Geburtenanstieg in Deutschland Jährlich mehr als 20.000 Babys nach künstlicher Befruchtung

Unerfüllter Kinderwunsch? Immer öfter klappt es in Deutschland dann doch: 2015 war die Zahl der Babys, die nach einer künstlichen Befruchtung geboren wurden, fast dreimal so hoch wie vier Jahre zuvor.
Mikroskopische Aufnahme menschlicher Eizelle

Mikroskopische Aufnahme menschlicher Eizelle

Foto: Ralf Hirschberger/ dpa

Die Zahl der Geburten nach einer künstlichen Befruchtung steigt in Deutschland rasant an. 2015 wurden mehr als 20.000 Baby nach dieser Behandlung geboren. Das seien so viele wie noch nie, berichtet das Deutsche IVF-Register auf dem Kongress des Dachverbands Reproduktionsbiologie und -medizin (DVR) in München. In dem Register werden alle Eingriffe erfasst - auch die erfolglosen. Zum Vergleich: 2011 waren rund 7000 Kinder in Deutschland nach einer künstlichen Befruchtung geboren worden.

Der Anstieg hat verschiedene Gründe: Zum einen entscheiden sich immer mehr Paare für eine künstliche Befruchtung. Waren es 2011 noch 53.000 stieg ihre Zahl innerhalb von vier Jahren auf 65.000. Aber auch die Medizin verbessert sich und damit die Erfolgsquote der Eingriffe.

Die Chancen auf ein Kind nach einer künstlichen Befruchtung hängen stark vom Alter der Mutter ab.

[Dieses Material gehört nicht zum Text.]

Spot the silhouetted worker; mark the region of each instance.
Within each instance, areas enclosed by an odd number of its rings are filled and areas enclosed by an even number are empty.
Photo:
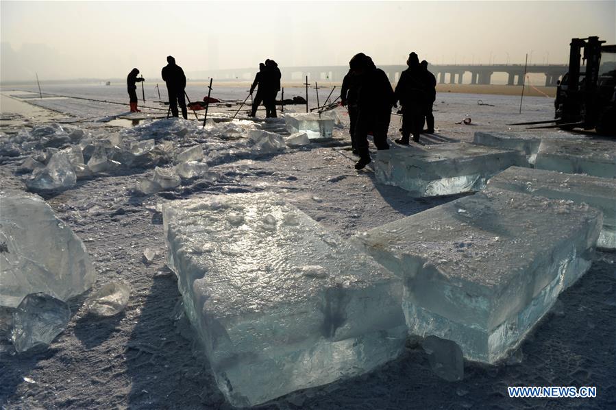
[[[434,133],[434,116],[432,114],[432,106],[436,99],[436,77],[428,71],[428,62],[425,60],[420,64],[426,79],[426,106],[423,108],[423,117],[426,119],[426,128],[423,130],[424,134]],[[421,128],[423,128],[423,121],[421,121]]]
[[[259,108],[259,104],[261,104],[261,101],[263,101],[263,80],[264,75],[265,75],[265,64],[262,62],[259,63],[259,72],[256,73],[254,76],[254,81],[252,82],[252,85],[250,86],[250,94],[254,91],[254,89],[257,87],[257,94],[254,96],[254,99],[252,101],[252,111],[250,113],[250,115],[248,117],[254,117],[257,113],[257,108]]]
[[[387,129],[391,107],[395,101],[389,79],[382,70],[376,68],[371,58],[360,53],[351,59],[349,64],[358,67],[356,72],[359,76],[355,143],[360,158],[355,169],[362,169],[371,160],[368,151],[369,132],[372,132],[377,149],[389,149]]]
[[[137,77],[137,74],[138,73],[139,70],[133,69],[131,70],[130,73],[128,73],[128,77],[126,77],[126,86],[128,88],[128,97],[131,112],[141,112],[141,110],[137,108],[137,102],[138,100],[137,99],[137,86],[135,85],[135,83],[140,82],[144,80],[143,78]]]
[[[423,110],[426,101],[426,75],[415,53],[408,55],[408,68],[400,74],[395,88],[396,101],[402,106],[402,138],[395,140],[398,144],[408,145],[410,134],[416,143],[423,129]]]
[[[169,106],[173,117],[177,117],[177,104],[182,108],[182,116],[184,119],[188,119],[186,111],[186,101],[184,99],[184,88],[186,88],[186,76],[184,75],[182,67],[175,64],[175,59],[169,56],[167,58],[169,63],[162,67],[162,80],[167,84],[167,90],[169,94]]]
[[[353,61],[353,60],[352,60]],[[357,93],[359,90],[359,75],[356,72],[356,64],[352,64],[349,62],[349,72],[342,80],[342,89],[340,92],[340,99],[342,105],[347,107],[349,111],[349,121],[351,123],[349,127],[349,134],[351,134],[351,147],[353,148],[353,154],[358,155],[357,144],[355,142],[355,125],[357,123]]]
[[[265,106],[265,117],[276,117],[276,95],[280,91],[282,75],[278,64],[273,60],[265,60],[265,74],[262,84],[264,86],[263,104]]]

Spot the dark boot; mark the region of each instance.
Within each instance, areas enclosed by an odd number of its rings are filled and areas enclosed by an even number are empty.
[[[357,163],[355,164],[355,169],[359,171],[360,169],[363,169],[366,165],[372,162],[372,160],[370,157],[362,157],[359,158],[359,160],[357,161]]]

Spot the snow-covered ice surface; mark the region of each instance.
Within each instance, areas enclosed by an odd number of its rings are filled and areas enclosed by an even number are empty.
[[[544,140],[534,166],[567,173],[616,178],[616,144],[613,138]]]
[[[480,191],[492,176],[523,162],[518,151],[452,143],[380,151],[374,171],[382,184],[432,197]]]
[[[147,100],[158,99],[154,84],[148,84]],[[125,83],[109,87],[41,85],[43,92],[113,97],[127,104]],[[38,93],[36,85],[23,88]],[[214,88],[212,97],[241,101],[246,96],[244,87],[221,88]],[[187,92],[195,101],[197,95],[207,94],[204,84],[189,86]],[[286,88],[284,92],[285,97],[295,95]],[[297,95],[303,92],[299,89]],[[4,97],[3,91],[2,94]],[[478,106],[479,99],[495,106]],[[313,106],[316,98],[311,95],[310,100]],[[69,110],[64,114],[49,112],[46,117],[35,117],[31,111],[9,115],[11,112],[5,112],[9,106],[3,101],[2,118],[21,119],[0,120],[3,133],[0,141],[32,129],[36,121],[40,121],[38,119],[82,119],[70,117]],[[550,118],[554,112],[553,100],[548,98],[525,98],[521,114],[519,107],[519,97],[439,93],[434,105],[437,133],[422,136],[422,144],[470,142],[476,131],[511,131],[505,124]],[[218,116],[230,117],[238,108],[210,107],[210,113],[213,110]],[[298,112],[304,110],[295,108]],[[285,112],[290,108],[285,107]],[[101,109],[93,112],[93,118],[112,113]],[[41,110],[36,108],[37,115]],[[94,289],[113,280],[126,280],[132,293],[125,311],[107,318],[87,314],[83,305],[86,295],[70,300],[71,320],[45,353],[16,354],[10,343],[0,341],[0,407],[230,409],[195,340],[195,331],[182,318],[183,309],[175,309],[180,294],[175,275],[164,267],[163,258],[149,264],[143,261],[147,249],[160,255],[165,252],[161,203],[196,195],[276,193],[325,228],[348,238],[358,230],[455,198],[413,198],[399,188],[377,183],[369,165],[366,171],[355,171],[348,116],[343,109],[337,112],[345,128],[334,128],[330,142],[312,143],[310,149],[288,149],[273,156],[236,154],[246,152],[243,147],[241,151],[236,147],[247,139],[247,130],[239,132],[243,125],[239,122],[236,125],[237,121],[217,124],[220,128],[212,128],[207,136],[189,135],[192,141],[177,136],[157,141],[186,148],[201,144],[210,171],[219,176],[214,180],[191,179],[172,191],[138,196],[134,192],[136,181],[151,178],[153,168],[134,167],[78,179],[70,189],[44,194],[56,214],[87,245],[97,272]],[[455,124],[466,114],[472,118],[471,125]],[[257,115],[264,117],[262,111]],[[108,128],[101,128],[103,124]],[[223,131],[225,124],[229,128]],[[249,124],[250,129],[264,125]],[[124,129],[87,121],[79,125],[108,136]],[[398,137],[399,125],[399,118],[393,116],[390,139]],[[143,135],[143,139],[153,138]],[[124,139],[130,138],[125,135]],[[3,188],[25,189],[15,173],[31,154],[17,154],[0,158]],[[4,317],[0,311],[0,328]],[[611,341],[616,334],[615,317],[616,256],[613,252],[598,252],[588,273],[561,294],[551,313],[527,337],[516,351],[515,360],[492,366],[467,363],[463,380],[447,382],[434,374],[421,347],[409,346],[399,359],[369,374],[292,393],[260,408],[609,408],[616,400],[616,352]],[[511,399],[506,389],[511,385],[596,385],[599,394],[592,400]]]
[[[357,376],[402,352],[399,278],[277,195],[163,205],[169,265],[234,405]]]
[[[603,213],[597,246],[616,249],[616,179],[512,167],[491,178],[488,186],[593,206]]]
[[[495,147],[502,149],[515,149],[523,152],[529,165],[533,165],[537,159],[539,145],[543,139],[574,138],[582,140],[579,134],[566,131],[538,131],[502,132],[478,131],[473,142],[476,144]],[[580,141],[581,142],[581,141]]]
[[[403,279],[410,334],[494,363],[589,269],[602,220],[585,204],[485,190],[353,240]]]

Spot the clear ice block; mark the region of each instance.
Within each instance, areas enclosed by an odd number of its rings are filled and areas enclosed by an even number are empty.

Bei einer 35-jährigen Frau lagen sie laut Ärzten bei 27 Prozent pro Behandlung, bei einer 40-jährigen bei 15 Prozent und bei einer 44-jährigen nur noch bei gut drei Prozent. Zwar steigt die Chance auf eine Schwangerschaft, wenn zwei oder gar drei Embryonen in die Gebärmutter übertragen werden. Zugleich erhöht sich aber das Risiko einer Mehrlingsschwangerschaft, die häufig Komplikationen mit sich bringt. Zudem bedeutet jede Hormonbehandlung große Strapazen für die Frauen.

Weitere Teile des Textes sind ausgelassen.